Demand for Home Care Outstripping Supply
June 15, 2017 03:33 PM
The needs of seniors and disabled citizens for home care workers is growing much faster than the number of direct care workers, raising the specter of Americans being forced out of their homes to receive the care they deserve, according to a new report.
The new State Scorecard report from the SCAN Foundation, Commonwealth Fund and AARP ranked each state (and Washington, D.C.) based on their performance on long-term service and supports (LTSS) in five areas:
Affordability and access,
Quality of life and quality of care,
Choice of setting and provider,
Support for family caregivers,
Transition between nursing homes, hospitals and homes.
Ominously, most states achieved no “meaningful change” in making home care more affordable or available and the cost of LTSS over the long term continues to be unaffordable for many middle class families. Most adults do not have long-term care insurance in the private sector.
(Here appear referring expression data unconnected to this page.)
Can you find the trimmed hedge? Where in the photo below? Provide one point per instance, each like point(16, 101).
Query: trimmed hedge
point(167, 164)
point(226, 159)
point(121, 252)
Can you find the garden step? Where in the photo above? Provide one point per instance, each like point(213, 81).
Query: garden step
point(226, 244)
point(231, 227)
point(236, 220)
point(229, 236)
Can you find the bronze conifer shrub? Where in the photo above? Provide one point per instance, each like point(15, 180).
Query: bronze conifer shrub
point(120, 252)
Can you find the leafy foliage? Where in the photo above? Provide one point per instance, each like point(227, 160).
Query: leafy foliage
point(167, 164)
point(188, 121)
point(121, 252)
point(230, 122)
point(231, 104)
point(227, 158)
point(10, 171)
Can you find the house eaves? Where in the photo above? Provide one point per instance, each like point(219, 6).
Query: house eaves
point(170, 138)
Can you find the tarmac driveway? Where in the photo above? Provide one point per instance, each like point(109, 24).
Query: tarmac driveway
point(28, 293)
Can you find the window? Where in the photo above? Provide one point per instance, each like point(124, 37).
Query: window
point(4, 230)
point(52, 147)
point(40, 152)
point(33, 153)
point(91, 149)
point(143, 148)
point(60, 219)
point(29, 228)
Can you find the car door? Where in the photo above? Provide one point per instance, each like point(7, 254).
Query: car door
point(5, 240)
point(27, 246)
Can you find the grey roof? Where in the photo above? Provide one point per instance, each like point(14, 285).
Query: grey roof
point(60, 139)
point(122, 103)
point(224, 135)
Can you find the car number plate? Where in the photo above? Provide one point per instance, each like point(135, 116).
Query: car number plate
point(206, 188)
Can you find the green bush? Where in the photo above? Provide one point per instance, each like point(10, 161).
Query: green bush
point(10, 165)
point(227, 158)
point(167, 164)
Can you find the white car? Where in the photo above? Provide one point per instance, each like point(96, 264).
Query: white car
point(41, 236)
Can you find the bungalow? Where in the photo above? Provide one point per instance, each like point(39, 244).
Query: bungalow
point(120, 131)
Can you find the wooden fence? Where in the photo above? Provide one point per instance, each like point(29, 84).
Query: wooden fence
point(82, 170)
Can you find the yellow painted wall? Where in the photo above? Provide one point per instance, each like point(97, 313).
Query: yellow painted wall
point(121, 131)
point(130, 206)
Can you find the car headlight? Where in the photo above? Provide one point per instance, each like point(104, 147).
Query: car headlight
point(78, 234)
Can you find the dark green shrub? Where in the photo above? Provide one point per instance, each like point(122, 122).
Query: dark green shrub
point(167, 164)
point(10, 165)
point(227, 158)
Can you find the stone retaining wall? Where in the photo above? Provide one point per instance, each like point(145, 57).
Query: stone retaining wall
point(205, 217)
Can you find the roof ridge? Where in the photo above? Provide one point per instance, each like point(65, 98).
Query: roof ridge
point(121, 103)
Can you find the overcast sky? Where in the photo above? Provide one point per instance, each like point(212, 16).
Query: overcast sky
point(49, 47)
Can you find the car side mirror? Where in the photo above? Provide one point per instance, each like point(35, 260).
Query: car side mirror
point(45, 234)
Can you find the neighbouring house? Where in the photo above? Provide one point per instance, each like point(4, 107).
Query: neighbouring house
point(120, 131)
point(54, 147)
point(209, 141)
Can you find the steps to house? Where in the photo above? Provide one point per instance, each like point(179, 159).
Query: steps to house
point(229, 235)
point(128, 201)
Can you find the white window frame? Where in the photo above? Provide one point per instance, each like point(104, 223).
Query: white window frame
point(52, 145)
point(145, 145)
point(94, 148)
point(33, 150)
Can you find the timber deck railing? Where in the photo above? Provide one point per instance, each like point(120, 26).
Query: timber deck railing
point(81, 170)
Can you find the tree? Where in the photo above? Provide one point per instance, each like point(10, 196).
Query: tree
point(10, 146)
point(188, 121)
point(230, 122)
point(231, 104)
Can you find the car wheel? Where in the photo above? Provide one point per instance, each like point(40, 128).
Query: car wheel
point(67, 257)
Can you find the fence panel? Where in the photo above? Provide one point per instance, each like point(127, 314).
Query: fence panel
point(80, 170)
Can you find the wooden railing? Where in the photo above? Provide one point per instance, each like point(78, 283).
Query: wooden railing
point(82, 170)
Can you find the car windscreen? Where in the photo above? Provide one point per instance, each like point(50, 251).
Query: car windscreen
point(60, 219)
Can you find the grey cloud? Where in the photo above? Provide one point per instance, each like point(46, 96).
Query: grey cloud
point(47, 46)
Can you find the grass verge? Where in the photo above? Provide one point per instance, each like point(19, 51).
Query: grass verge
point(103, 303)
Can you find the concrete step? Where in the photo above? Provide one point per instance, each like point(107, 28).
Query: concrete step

The state of Washington ranked first in the United States for LTSS, with Minnesota, Vermont, Oregon and Alaska rounding out the top five. The worst state in the union for LTSS, according to the report, was Indiana, with Kentucky, Alabama, Mississippi, and Tennessee filling the other five spots at the very bottom of the list.
A major point of concern is that most of Medicaid LTSS funding for seniors and the disabled went to nursing homes, which is hardly the most efficient way to care for the elderly and contrary to the wishes of about 90 percent of Americans, who say they prefer to age in their own homes and communities.
Some states devote more Medicaid funding to home-and-community-based services (HCBS), such as Minnesota, which spent 69 percent of its Medicaid dollars on HCBS in 2014. Alabama, however, devoted a mere 14 percent of its Medicaid funding to HCBS in the same year.
The share of Medicaid spending being devoted to HCBS in 2014 was 41 percent, an increase from 39 percent in 2011. Disappointingly, only 10 states spent more on HCBS than they did on nursing homes. Progress is being made in this area, but it is slow progress.
The lack of funding for HCBS is exacerbating the staffing problem we see in home care and hospice. For example, the five states with the fewest home and personal care aides will need 34 years to equal the number of aides in the five states with the most workers.
Only 24 states “significantly increased” the number of home and personal care aides, meaning most places in the country will need to ramp up their hiring and training of home health workers to have any hope of keeping pace with the growing demand.
Overall, 29 states showed impressive improvement in delivering LTSS in the home to new HCBS patients. The up-and-comers in this area include Montana, Pennsylvania, Maryland, Iowa, Delaware, Louisiana and Vermont – all showing significant improvement in delivering LTSS to new patients. However, there continues to be a massive gap in achievement, with 80 percent of new Medicaid beneficiaries receiving HCBS in the top five states, but only 30 percent receiving such care in the bottom five states. Clearly, much remains to be done to spread LTSS and HCBS around the country.
“Overall, states have made incremental improvements,” the report concluded, “but must pick up the pace of change to meet the needs of a growing number of people aging and living with disabilities.”